The guy who is “always reluctant” to talk about his Vietnam experience just released yet another campaign ad focusing on his Vietnam experience:
The core message? McCain is a war hero, unlike that nancy-pants hopey-changey hippie Barack Obama. Of course, the ad doesn’t mention that Obama was 6 years old during the “Summer of Love.” Now get off my lawn, you meddling kids!
Rep. Henry Waxman (D-Calif.), who has primary jurisdiction over the executive branch, is considering legislation to eliminate Karl Rove-type advisers in future administrations.
The chairman of the House Oversight and Government Reform Committee hints broadly that such a bill could ban the use of federal funds to finance such a politically partisan office.
“Why should we be using taxpayer dollars to have a person solely in charge of politics in the White House?” Waxman said in an interview. “Can you imagine the reaction if each member of Congress had a campaign person paid for with taxpayer dollars?”

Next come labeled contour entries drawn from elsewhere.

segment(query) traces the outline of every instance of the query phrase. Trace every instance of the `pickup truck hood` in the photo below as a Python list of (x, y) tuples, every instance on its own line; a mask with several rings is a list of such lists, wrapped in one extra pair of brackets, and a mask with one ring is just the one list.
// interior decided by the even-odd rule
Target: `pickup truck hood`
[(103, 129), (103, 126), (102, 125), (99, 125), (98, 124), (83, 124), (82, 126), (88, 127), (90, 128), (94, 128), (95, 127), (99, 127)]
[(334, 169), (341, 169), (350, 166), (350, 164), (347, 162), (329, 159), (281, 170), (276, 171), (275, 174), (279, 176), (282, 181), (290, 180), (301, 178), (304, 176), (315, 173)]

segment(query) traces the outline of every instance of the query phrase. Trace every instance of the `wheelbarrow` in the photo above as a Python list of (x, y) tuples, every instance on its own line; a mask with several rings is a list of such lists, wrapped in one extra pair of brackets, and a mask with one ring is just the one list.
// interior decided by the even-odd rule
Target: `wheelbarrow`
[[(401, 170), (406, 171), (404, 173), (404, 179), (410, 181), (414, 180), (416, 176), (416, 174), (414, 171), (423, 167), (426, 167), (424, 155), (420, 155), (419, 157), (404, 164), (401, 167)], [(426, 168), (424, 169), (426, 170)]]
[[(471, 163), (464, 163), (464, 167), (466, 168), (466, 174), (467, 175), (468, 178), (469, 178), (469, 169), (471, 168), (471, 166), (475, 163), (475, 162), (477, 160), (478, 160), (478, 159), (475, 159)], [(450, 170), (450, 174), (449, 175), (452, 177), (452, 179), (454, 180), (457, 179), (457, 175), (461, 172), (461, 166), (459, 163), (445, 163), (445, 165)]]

But I won’t get too excited about this after reading poputonian’s post from yesterday. Someone distract Pelosi with a shiny object for a month or two so Waxman can get this done.
Rachel filled in for Keith Olbermann last night and dismantled the “flip flop” narrative, with the help of Richard Wolffe (“There’s been a lot of sloppy reporting going on”), adhered to Obama over the past few days. Bravo.